Harlan v. Veidt

Jones, E. H., P. J.,

dissenting. I cannot agree with my associates as to the nature of this action as disclosed by the pleadings, nor upon the conclusions to be drawn from the evidence as to the right of nossession since March 1st, last.

Plaintiff alleges that defendant is plowing the fields and sowing rye, and her first prayer is that he be enjoined from so doing, for the reason that his right of possession will terminate on March 1, 1915, and that he is planting a crop that will not mature by that time. This prayer is further predicated upon allegations the substance of which is that such conduct on the part of defendant is equivalent to a threat to interfere with or totally deprive plaintiff of her possession after March 1, 1915, when, she avers, such right will accrue to her.

At the time plaintiff began this action below, she had no right of possession and claimed none. So that the 4th paragraph of the syllabus in Raymond v. T., St. L. & K. C. Ry. Co., 57 Ohio St., 271, so strongly relied upon in the foregoing opinion, has no application to this case. There the plaintiff had the right to possession, as stated in the syllabus. Basing its judgment on that fact, the court there held that plaintiff had a remedy at law. What remedy at law had this plaintiff when her action was commenced? None whatever.

If defendant had the right to plow one or two fields in November and plant rye, he had an equal right to continue plowing throughout the winter, until the whole farm was plowed. He had received written notice in July to vacate on March 1st and apparently acquiesced. No plowing was done, nor fall planting done, until long after the usual time, *55and it seems clear to me that his purpose in acting at such late date was to challenge plaintiff to interfere and to advise her of his determination to remain on the farm after March 1st when she claimed the right of entry.

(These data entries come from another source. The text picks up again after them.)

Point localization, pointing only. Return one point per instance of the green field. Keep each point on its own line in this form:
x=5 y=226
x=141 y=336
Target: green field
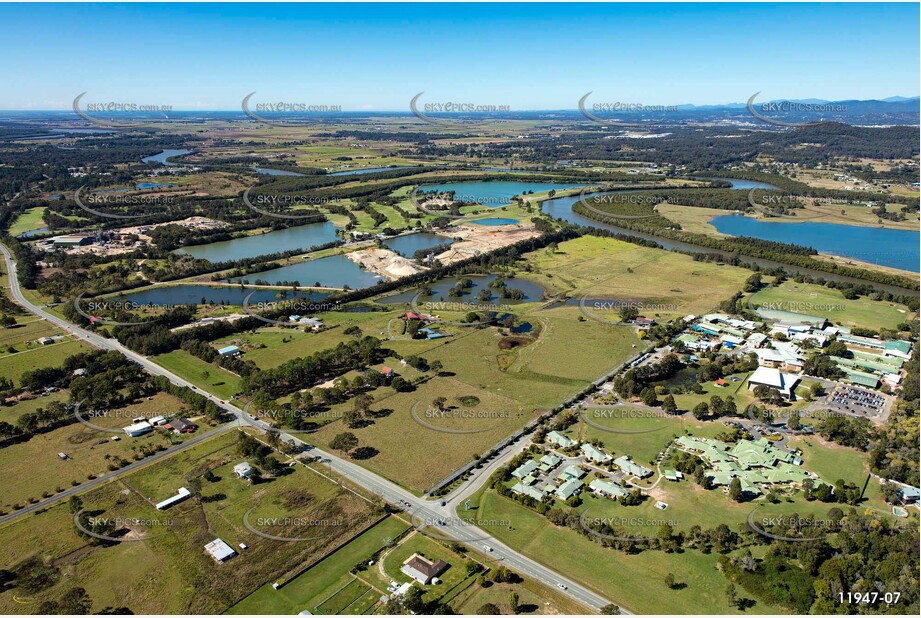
x=28 y=221
x=634 y=581
x=34 y=469
x=166 y=572
x=204 y=375
x=324 y=578
x=669 y=284
x=36 y=357
x=822 y=301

As to the respective rights of the parties at this time I am also at variance with my colleagues. The law upon the subject of' the extension and renewal of leases is fairly well settled, but we differ in our application of the law to the facts in this case. I cannot enter into a discussion of the evidence. Suffice it to say that the testimony of Dr. Harlan, detailing the conversation in December 1914 with Veidt, is not disputed and stands as an uncontradicted fact on this record. Veidt’s positive statement cannot be taken but as a notice that he would leave the farm on March 1st. This, in view of his failure to retract what he said, and the failure of plaintiff to make any repairs prior to March 1st, terminated Veidt’s tenancy on that date. Then he refused, upon demand, to pay the rent and only paid it immediately after á quarrel with Dr. Harlan in the following June. It makes no difference what the law may be as to mere holding over in the absence of declarations. Such is not this case. It was the proper and natural thing for the new owner to inquire of Veidt what his future intention was with respect to the farm, and Veidt is bound by his unretracted, deliberate answer, followed on March 5th by a similar' declaration and his refusal to pay the rent then due under the terms of the lease upon which he now relies.

In discussing the subject, Jones, in his work on Landlord and Tenant, Section 341, says:

*56“Yet the tenant’s announcement of his intention not to accept the extension would override the presumption arising from his continuance in possession.” See, also, Barnett v. Feary, 101 Ind., 95.

The reference in the lease to the deed to Mrs. Harlan certainly gave Veidt no greater rights than he then had. Nor did the payment of the rent in June, 1914, for that year to Mr. Walburg, or anything written or said by Veidt at the time to Walburg, have any effect upon the status of Mrs. Harlan. Witness the letter by Walburg to Veidt, of June 15 th.

I am of opinion that plaintiff was entitled to an injunction when the action was brought and that right is not impaired by reason of the fact that she asked other relief to which she was not entitled.

This question is so coupled with the other that it is unnecessary to say that I am also of the opinion that defendant’s right to occupy the farm ended on March 1, 1915.